Also keep in mind that mysql_ functions are deprecated and should no longer be used. Try to switch to mysqli or PDO. But for now, i'll just use your code.
Adding just the ID to the $data array seems useless, but I guess you understand how to add the other columns from the SQL table.
function advert($id) {
if (!is_int($id))
return "possible SQL injection.";
$query = mysql_query("SELECT * FROM advertisement WHERE id = $id LIMIT 1");
$row = mysql_fetch_assoc($query);
$data = array(
'id' => $row['id']
);
return $data;
}
Not to call this method we can use the GET parameter like so. Please be advised that echoing an array will most likely not give you the desired result. I would store the result in a variable and then continue using it.
$ad = advert($_GET['id']);
if (!is_array($ad)) {
echo $ad; //for sql injection message
} else {
print_r($ad) //to show array content
}
Do you want to show the specific column value in the return result , like if you pass as as Id , you want to return only Id column data.
Loop through all the key of the row array and on matching with the incoming Column name you can get the value and break the loop.
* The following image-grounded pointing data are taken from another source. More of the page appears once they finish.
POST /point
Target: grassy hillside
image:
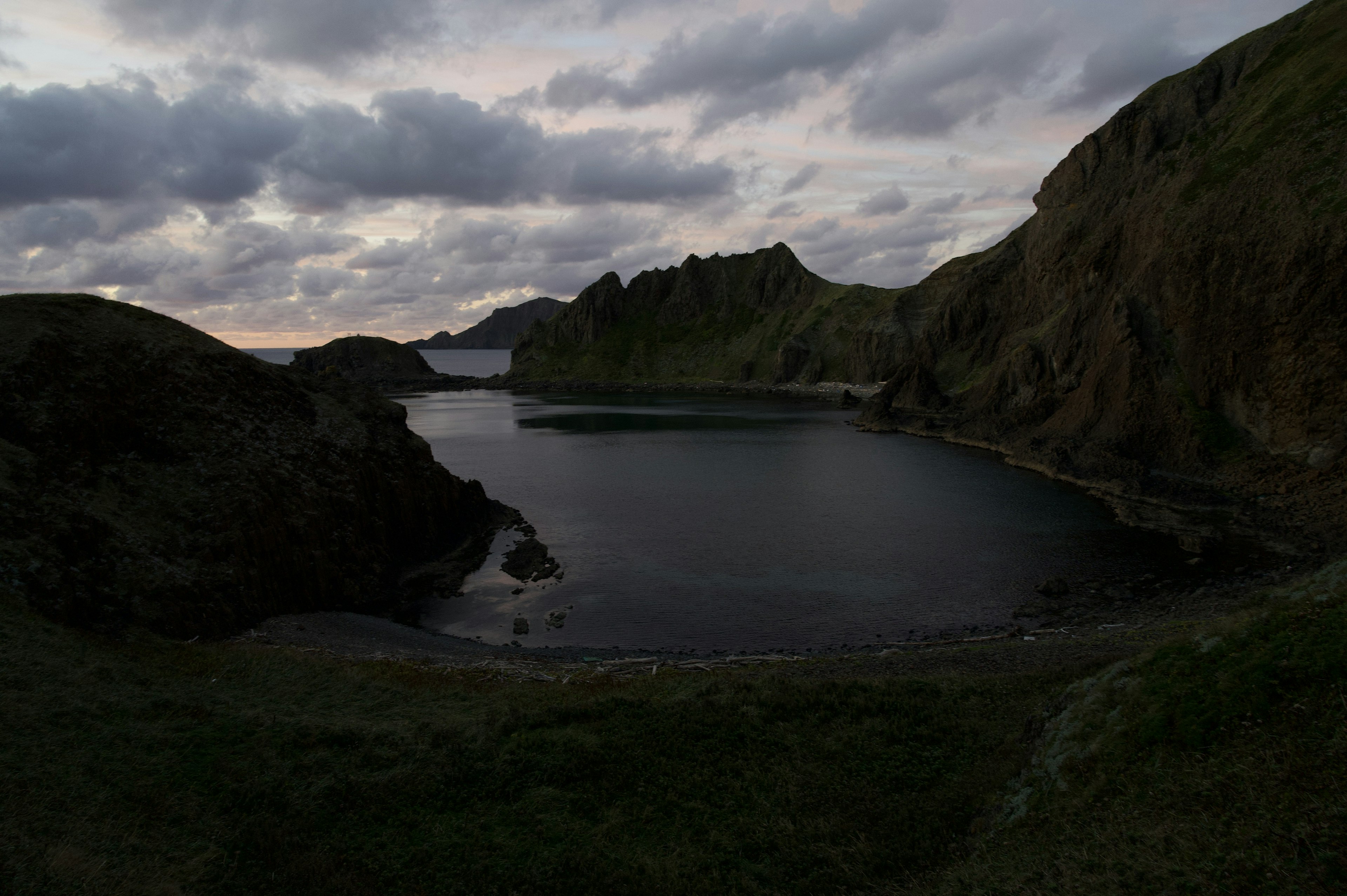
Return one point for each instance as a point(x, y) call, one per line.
point(1215, 764)
point(732, 318)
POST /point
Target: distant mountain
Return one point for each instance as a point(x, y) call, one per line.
point(1172, 317)
point(496, 332)
point(759, 316)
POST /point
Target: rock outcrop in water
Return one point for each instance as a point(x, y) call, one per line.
point(1178, 299)
point(497, 331)
point(153, 475)
point(378, 363)
point(1168, 328)
point(759, 316)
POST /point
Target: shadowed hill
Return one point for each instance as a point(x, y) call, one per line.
point(497, 331)
point(758, 316)
point(153, 475)
point(1178, 299)
point(1168, 326)
point(364, 358)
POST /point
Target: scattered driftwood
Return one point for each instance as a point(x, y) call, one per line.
point(1013, 632)
point(524, 669)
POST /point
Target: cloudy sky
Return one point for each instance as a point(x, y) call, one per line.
point(286, 171)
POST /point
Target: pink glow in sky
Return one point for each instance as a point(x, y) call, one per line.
point(286, 171)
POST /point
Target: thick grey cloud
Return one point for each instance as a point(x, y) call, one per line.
point(106, 142)
point(1127, 65)
point(216, 146)
point(943, 205)
point(802, 178)
point(751, 67)
point(784, 211)
point(930, 94)
point(890, 255)
point(887, 201)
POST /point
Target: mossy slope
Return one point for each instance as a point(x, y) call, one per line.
point(153, 475)
point(759, 316)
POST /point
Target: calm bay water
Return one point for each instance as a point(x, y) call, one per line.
point(458, 362)
point(749, 523)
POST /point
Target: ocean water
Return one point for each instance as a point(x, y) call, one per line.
point(688, 522)
point(458, 362)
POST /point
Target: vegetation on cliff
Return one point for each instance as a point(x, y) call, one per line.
point(759, 316)
point(1177, 301)
point(153, 475)
point(1174, 306)
point(364, 358)
point(499, 331)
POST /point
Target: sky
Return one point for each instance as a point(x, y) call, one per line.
point(281, 173)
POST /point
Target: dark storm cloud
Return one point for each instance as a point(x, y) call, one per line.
point(929, 95)
point(106, 142)
point(802, 178)
point(1127, 65)
point(217, 146)
point(751, 67)
point(421, 143)
point(888, 201)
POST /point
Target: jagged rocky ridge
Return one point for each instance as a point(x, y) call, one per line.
point(1168, 328)
point(1175, 308)
point(758, 316)
point(499, 331)
point(153, 475)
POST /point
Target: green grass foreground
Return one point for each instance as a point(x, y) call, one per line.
point(150, 767)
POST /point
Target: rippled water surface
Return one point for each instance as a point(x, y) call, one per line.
point(732, 523)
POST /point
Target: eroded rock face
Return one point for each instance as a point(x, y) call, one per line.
point(499, 331)
point(153, 475)
point(753, 317)
point(1178, 299)
point(530, 561)
point(364, 358)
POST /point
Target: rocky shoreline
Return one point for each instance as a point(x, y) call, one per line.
point(1095, 620)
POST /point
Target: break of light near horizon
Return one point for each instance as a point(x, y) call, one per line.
point(286, 173)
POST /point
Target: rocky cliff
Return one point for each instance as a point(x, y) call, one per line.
point(497, 331)
point(378, 363)
point(364, 358)
point(758, 316)
point(1168, 328)
point(153, 475)
point(1174, 313)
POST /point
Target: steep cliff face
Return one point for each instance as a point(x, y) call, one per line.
point(153, 475)
point(497, 331)
point(759, 316)
point(1178, 301)
point(364, 358)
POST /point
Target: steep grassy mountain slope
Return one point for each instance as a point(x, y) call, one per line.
point(497, 331)
point(1178, 301)
point(1168, 328)
point(153, 475)
point(1215, 766)
point(759, 316)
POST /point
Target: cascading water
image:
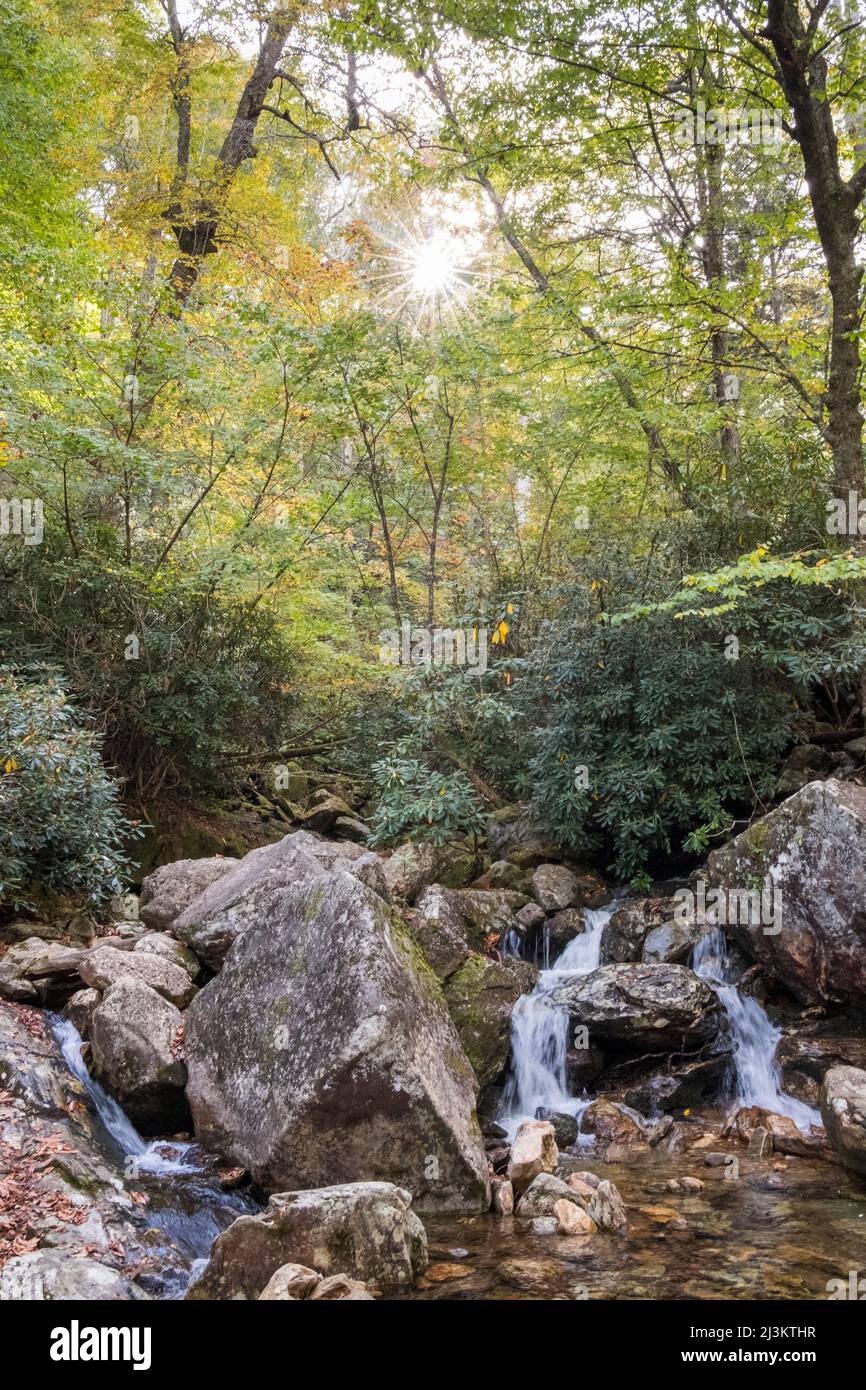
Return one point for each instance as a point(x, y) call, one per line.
point(540, 1032)
point(157, 1157)
point(754, 1036)
point(186, 1203)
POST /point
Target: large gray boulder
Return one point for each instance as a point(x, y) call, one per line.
point(652, 1008)
point(106, 965)
point(805, 1061)
point(555, 887)
point(809, 855)
point(136, 1039)
point(170, 888)
point(413, 868)
point(56, 1276)
point(164, 945)
point(844, 1115)
point(39, 972)
point(367, 1230)
point(228, 906)
point(324, 1052)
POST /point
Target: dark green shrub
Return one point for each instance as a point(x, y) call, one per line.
point(61, 827)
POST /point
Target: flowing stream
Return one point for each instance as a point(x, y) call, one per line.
point(186, 1204)
point(540, 1034)
point(754, 1036)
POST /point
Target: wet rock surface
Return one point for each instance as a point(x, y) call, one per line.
point(811, 855)
point(324, 1052)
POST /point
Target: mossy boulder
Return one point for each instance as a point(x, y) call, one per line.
point(481, 995)
point(324, 1052)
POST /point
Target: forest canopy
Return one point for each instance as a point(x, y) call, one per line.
point(534, 323)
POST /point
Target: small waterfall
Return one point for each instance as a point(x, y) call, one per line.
point(755, 1037)
point(160, 1157)
point(540, 1032)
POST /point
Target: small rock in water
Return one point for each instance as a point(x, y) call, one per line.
point(342, 1287)
point(441, 1272)
point(565, 1126)
point(608, 1209)
point(684, 1184)
point(585, 1176)
point(231, 1178)
point(659, 1130)
point(542, 1194)
point(289, 1282)
point(534, 1151)
point(761, 1143)
point(573, 1219)
point(578, 1186)
point(544, 1226)
point(494, 1130)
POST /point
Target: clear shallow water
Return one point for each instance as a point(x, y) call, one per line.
point(766, 1235)
point(186, 1207)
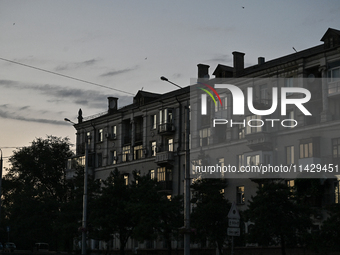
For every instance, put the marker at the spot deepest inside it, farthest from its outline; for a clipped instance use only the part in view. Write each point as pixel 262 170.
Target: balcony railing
pixel 166 128
pixel 334 88
pixel 164 157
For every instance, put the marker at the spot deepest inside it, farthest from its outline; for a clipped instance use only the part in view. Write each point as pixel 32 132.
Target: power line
pixel 65 76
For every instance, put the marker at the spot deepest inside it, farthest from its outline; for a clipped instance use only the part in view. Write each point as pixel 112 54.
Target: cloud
pixel 11 113
pixel 221 58
pixel 76 65
pixel 116 72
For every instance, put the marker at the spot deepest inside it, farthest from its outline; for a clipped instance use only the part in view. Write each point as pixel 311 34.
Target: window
pixel 137 152
pixel 161 174
pixel 309 148
pixel 334 74
pixel 153 121
pixel 253 124
pixel 264 94
pixel 113 157
pixel 204 136
pixel 114 131
pixel 289 82
pixel 290 155
pixel 165 116
pixel 337 192
pixel 253 160
pixel 306 150
pixel 170 144
pixel 291 117
pixel 240 199
pixel 99 160
pixel 153 148
pixel 126 153
pixel 152 174
pixel 100 135
pixel 336 147
pixel 240 160
pixel 126 179
pixel 88 138
pixel 241 134
pixel 290 183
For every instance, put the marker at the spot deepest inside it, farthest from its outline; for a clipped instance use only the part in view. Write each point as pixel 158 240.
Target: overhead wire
pixel 65 76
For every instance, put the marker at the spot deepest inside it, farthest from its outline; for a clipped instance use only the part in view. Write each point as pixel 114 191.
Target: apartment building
pixel 149 135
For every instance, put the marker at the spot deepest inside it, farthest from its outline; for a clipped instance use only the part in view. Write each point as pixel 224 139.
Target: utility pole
pixel 187 184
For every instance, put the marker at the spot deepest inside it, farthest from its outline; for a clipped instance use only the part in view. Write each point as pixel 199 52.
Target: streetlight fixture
pixel 166 79
pixel 0 179
pixel 186 178
pixel 83 227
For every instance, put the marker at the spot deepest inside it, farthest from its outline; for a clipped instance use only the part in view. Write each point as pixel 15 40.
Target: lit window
pixel 152 174
pixel 290 155
pixel 126 153
pixel 153 148
pixel 240 161
pixel 290 183
pixel 171 144
pixel 153 121
pixel 126 179
pixel 100 135
pixel 99 160
pixel 337 192
pixel 254 124
pixel 253 160
pixel 240 199
pixel 306 150
pixel 336 147
pixel 204 136
pixel 113 157
pixel 114 131
pixel 334 74
pixel 137 152
pixel 161 174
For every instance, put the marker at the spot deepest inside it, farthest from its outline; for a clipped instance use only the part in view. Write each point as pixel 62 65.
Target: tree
pixel 115 210
pixel 210 213
pixel 34 190
pixel 278 216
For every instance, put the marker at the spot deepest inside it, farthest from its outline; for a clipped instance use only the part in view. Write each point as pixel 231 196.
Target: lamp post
pixel 83 227
pixel 186 178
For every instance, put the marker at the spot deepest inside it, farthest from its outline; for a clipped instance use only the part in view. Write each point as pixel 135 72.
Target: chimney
pixel 113 104
pixel 260 60
pixel 238 62
pixel 203 71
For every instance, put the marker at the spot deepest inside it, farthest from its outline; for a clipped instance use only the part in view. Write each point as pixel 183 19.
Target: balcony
pixel 262 104
pixel 164 157
pixel 165 186
pixel 166 128
pixel 259 141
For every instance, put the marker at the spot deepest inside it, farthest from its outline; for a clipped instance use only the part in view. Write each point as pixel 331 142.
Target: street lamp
pixel 0 179
pixel 186 178
pixel 83 227
pixel 166 79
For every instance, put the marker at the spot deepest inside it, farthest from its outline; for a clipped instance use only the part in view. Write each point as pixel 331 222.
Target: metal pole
pixel 83 236
pixel 187 187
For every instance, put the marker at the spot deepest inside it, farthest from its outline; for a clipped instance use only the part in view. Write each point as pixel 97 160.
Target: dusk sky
pixel 124 46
Check this link : php & mysql - loop through columns of a single row and passing values into array
You are already passing ID as function argument. Also put space between * and FROM.
So use it as below.
$query = mysql_query("SELECT * FROM advertisement WHERE id = '".$data."'");
OR
function advert($id)
{
$query = mysql_query("SELECT * FROM advertisement WHERE id = '".$id."'");
$data = array();
while($row = mysql_fetch_assoc($query))
{
$data[] = $row;
}
return $data;
}
Do not use mysql_* as that is deprecated instead use PDO or MYSQLI_*
try this:
<?php
function advert($id){
$data= array();
//$id = $_GET['id'];
$query = mysql_query("SELECT *FROM advertisement WHERE id = $id");
while($row = mysql_fetch_assoc($query)){
array_push($data,$row['id']);
}
return $data;
}
var_dump($data);
//echo advert($data['id']);
?>